Like I said, it’s the non-constness that’s the problem here, since inference has to assume Any and insert type lookups, dynamic dispatch… all that shebang. If you const the global, the allocations also go away:

julia> const J = Squares(1000)
Squares(1000)

julia> @btime for x in J
           nothing
       end
  2.752 ns (0 allocations: 0 bytes)

So yeah - 1) don’t use global scope and 2) if you have to, make sure to have your bindings const, to at least fix the type in place (you’ll still have dynamic lookups (unless it’s small enoguh and got inlined, which the compiler is allowed to do for const declared globals) on each access since the value of the global may have changed, which is why it’s best to avoid them entirely).

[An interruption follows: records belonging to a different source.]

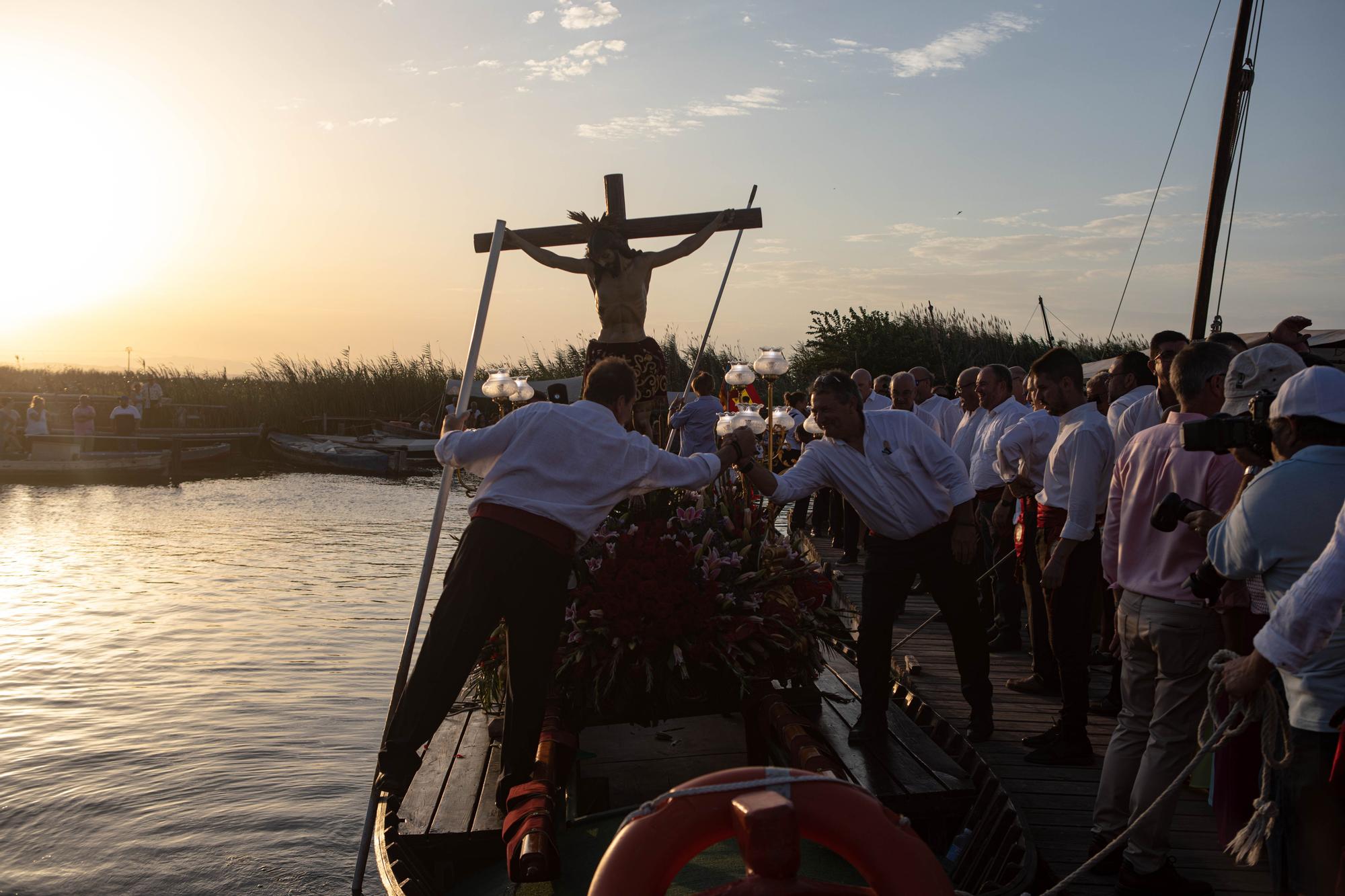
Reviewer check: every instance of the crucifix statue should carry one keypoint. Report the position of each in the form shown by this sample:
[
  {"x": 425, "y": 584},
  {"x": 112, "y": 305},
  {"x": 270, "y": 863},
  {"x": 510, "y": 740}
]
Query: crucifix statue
[{"x": 621, "y": 280}]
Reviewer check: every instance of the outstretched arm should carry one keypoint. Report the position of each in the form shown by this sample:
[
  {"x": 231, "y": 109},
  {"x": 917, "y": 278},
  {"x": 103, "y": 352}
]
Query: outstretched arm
[
  {"x": 549, "y": 259},
  {"x": 692, "y": 243}
]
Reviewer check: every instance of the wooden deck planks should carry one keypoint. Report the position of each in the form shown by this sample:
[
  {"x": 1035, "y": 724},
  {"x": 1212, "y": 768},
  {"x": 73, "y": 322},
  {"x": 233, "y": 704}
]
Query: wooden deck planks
[{"x": 1056, "y": 803}]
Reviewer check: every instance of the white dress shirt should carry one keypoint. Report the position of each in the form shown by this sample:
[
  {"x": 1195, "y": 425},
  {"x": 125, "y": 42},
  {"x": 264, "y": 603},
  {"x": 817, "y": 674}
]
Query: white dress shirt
[
  {"x": 903, "y": 483},
  {"x": 1309, "y": 614},
  {"x": 568, "y": 463},
  {"x": 1026, "y": 446},
  {"x": 1143, "y": 415},
  {"x": 1078, "y": 473},
  {"x": 987, "y": 443},
  {"x": 1117, "y": 408},
  {"x": 966, "y": 434}
]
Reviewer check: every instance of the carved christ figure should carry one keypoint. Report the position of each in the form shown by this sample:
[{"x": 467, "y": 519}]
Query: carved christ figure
[{"x": 621, "y": 280}]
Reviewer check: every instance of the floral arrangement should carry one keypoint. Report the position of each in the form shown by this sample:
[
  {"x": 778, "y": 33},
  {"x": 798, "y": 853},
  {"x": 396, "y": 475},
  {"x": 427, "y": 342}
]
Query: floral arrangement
[{"x": 679, "y": 596}]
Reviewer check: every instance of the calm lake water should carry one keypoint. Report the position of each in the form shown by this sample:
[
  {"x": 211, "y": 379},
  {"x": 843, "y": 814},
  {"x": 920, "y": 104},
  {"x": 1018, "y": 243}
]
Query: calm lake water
[{"x": 194, "y": 678}]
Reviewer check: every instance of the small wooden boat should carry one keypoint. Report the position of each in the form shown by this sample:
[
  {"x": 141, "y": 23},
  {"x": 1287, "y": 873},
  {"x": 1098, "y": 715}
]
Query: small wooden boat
[
  {"x": 322, "y": 454},
  {"x": 132, "y": 466}
]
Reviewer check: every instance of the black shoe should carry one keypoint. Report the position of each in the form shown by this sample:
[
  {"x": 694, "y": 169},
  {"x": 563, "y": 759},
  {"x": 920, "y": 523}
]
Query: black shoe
[
  {"x": 1165, "y": 881},
  {"x": 1109, "y": 866},
  {"x": 396, "y": 770},
  {"x": 1105, "y": 706},
  {"x": 1044, "y": 739},
  {"x": 983, "y": 725},
  {"x": 1034, "y": 684},
  {"x": 1067, "y": 749},
  {"x": 867, "y": 731}
]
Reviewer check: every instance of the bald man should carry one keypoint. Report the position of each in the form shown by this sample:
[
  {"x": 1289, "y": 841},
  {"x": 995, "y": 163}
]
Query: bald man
[
  {"x": 946, "y": 411},
  {"x": 905, "y": 399},
  {"x": 872, "y": 400}
]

You can still change the value of the constant, but here be dragons:

julia> J = Squares(10) # can change the value
WARNING: redefinition of constant J. This may fail, cause incorrect answers, or produce other errors.
Squares(10)

julia> J = 10 #  can't change the type
ERROR: invalid redefinition of constant J
Stacktrace:
 [1] top-level scope
   @ REPL[11]:1

I might’ve confused you a bit because what I wrote seemed to imply that putting code in a local scope alone makes all the types inferrable. But notice that in my example, the assignment I = Squares(10) is inside the let block a.k.a. it is a local variable. The compiler can treat the local I's type as fixed because no I assignments in the global scope or other local scopes can affect it.

for x in I does create a local scope, but it doesn’t declare I inside the local scope; it accesses the global variable I and takes all its type uncertainty.